DIARIO
CÓRDOBA / EDUCACIÓN
26/11/2014
El pasado día
veinte se celebro el Día Internacional de la Infancia, día que debería
conducirnos a una responsable reflexión y análisis.
Una anécdota nos
puede colocar en el umbral de cuán importante es prestar atención, no solo a
todo lo que los educadores en general hemos convenido como necesario, sino a
las palabras que pronuncia un niño y que tan desapercibidas pasan a veces para
los adultos.
Un alumno de seis
años me decía: Seño, mi madre, por mucho
que le hablo, no me contesta. Será que no te oye -le dije por contestar algo-.

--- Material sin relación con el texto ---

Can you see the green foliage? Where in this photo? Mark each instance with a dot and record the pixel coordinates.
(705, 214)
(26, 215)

Sí me oye -insistió rotundo el pequeño-, porque mi padre le habla muy bajito y
ella le contesta. ¡Mi madre no es sorda!
Un día quise
investigar qué podía pasarle a la madre para que el pequeño tuviera aquella
idea de no ser oído. La madre, una mujer joven y receptiva, me facilitó el
trabajo y directamente le conté lo que el niño me había dicho. Con una forzada
sonrisa, exclamó: ¡Lleva razón el niño!
Pero es que tengo seis hijos, señorita, y él es el mayor. Dos son mellizos, y
la verdad es que no tengo tiempo de pararme a escucharlos.. ¡Todo el tiempo es
poco para arreglar la casa, hacerles la comida y tenerles las ropas a punto!
¡Si me tuviera que parar a escucharlos..!
Por supuesto,
entiendo cuán necesario es para una madre atender, en primer lugar, las
necesidades llamadas básicas: comidas, ropas, etcétera. No obstante, desde mi
punto de vista es sumamente básica la necesidad de sacar tiempo y oír lo que
dicen los niños. No debería haber oídos sordos para las palabras de un niño, ni
debería haber ojos ciegos para los escritos de un niño. Ellos sólo tienen
palabras, bien orales, bien escritas. Los mayores tenemos además la obligación
de escucharlos y entenderlos y, entre otras razones, porque la infancia se nos
escapa mucho antes de lo que creemos y la madre y maestra calle ¡sí que los
escuchara, entenderá y marcará para siempre!